When I wake up in the morning, I look more like the crypt keeper as opposed to some fresh-faced beauty who just jumped out of bed ready to conquer the day. Coffee, a shower, and good makeup techniques help me to look human.

Next, my ass. Now, if you ask my “blinded by love” husband he would tell you it is the makings of all things glorious. But, that simply isn’t true. We ladies all know what our backsides look like after the age of 35. If you happen to have grown humans at any point on top of age, things get really interesting. Too much sugar, carbs, or alcohol will quickly take up residence and rent out space that was previously reserved for your favorite pair of jeans. I don’t know about you, but mine hasn’t seen the sun since tanning beds in the 90’s. And then there’s the contortionist act in front of the mirror, attempting to investigate if gravity has set in or if an unsightly dimple has appeared. If you have no idea what I am talking about, you are genetically blessed and gravity is still working in your favour.

I haven’t seen my natural hair color in 20 years. I have a “good side” in photos. And, I actually enjoy working out, which is equally balanced with my love of French fries (chips), wine, and candy.

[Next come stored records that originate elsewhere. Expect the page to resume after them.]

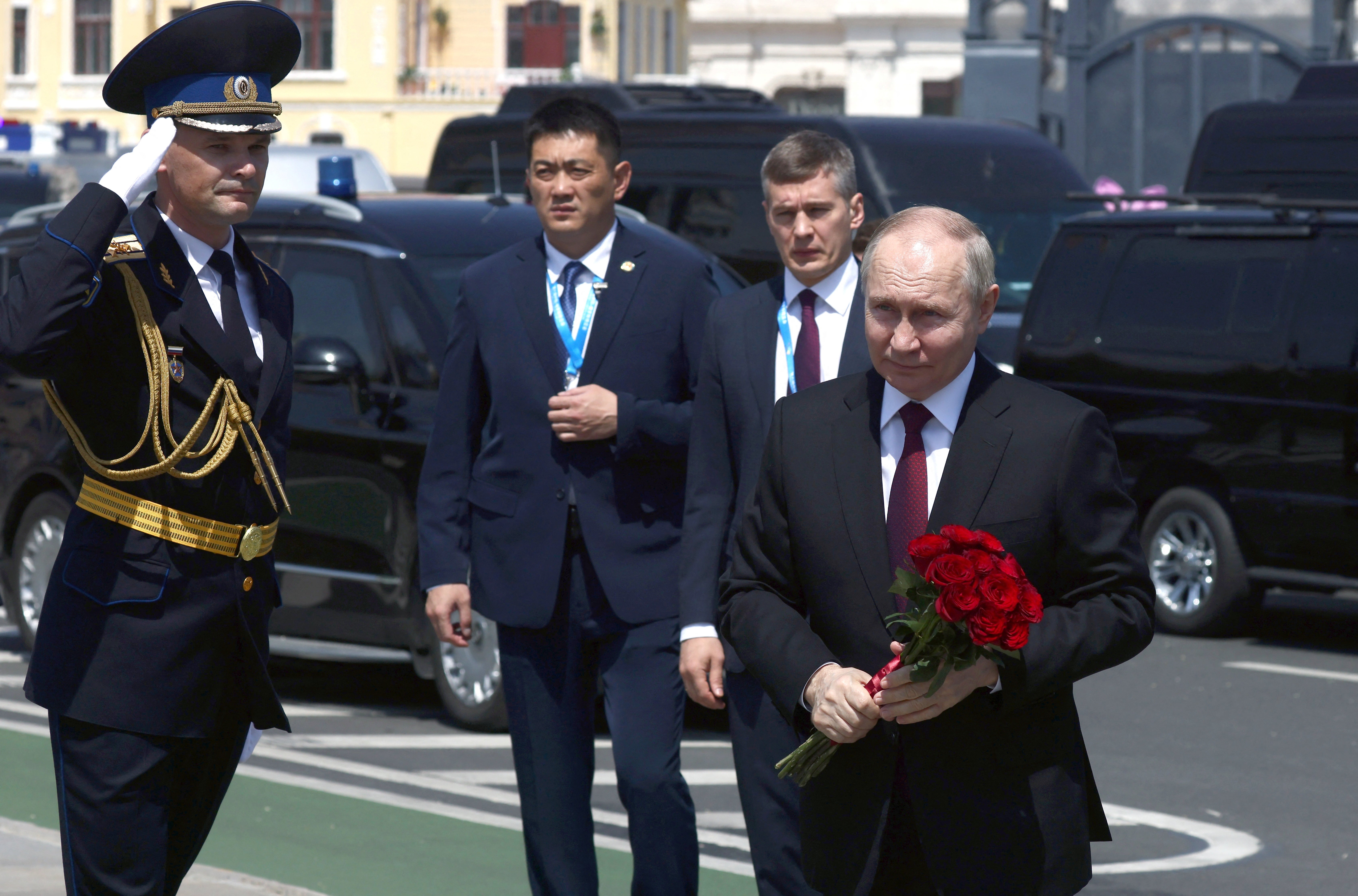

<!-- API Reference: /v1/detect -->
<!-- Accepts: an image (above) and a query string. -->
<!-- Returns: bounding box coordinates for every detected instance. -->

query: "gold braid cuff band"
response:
[151,99,282,118]
[76,477,278,561]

My parenting style is a well-meaning combination of bribery, threats, and talking it out.

And, going back to my original sentiment, my marriage isn’t perfect. We have had our ups and downs, have faced challenges, and continue to work hard. We have grown as individuals and as a couple for having gone through these things, but it hasn’t always been easy.

Perfectly, imperfect.

So why share all of this? It reminds me that as humans, we are called to support one another – to throw down the stones and remember the common thread that binds us all – we are a collective group of people who are imperfect. All of us.

This week, let’s all get real. Whether it is a physical imperfection, owning a character flaw, or admitting to our own shortcomings in a situation – let’s challenge ourselves to laugh at those things. By being honest about our own imperfections, we stand to create a world that is more authentic, where relationships are genuine and the idea of what is beautiful isn’t wrapped up in some superficial idea that perfection is attainable.

Cheers to a new week and embracing our collective imperfection!!!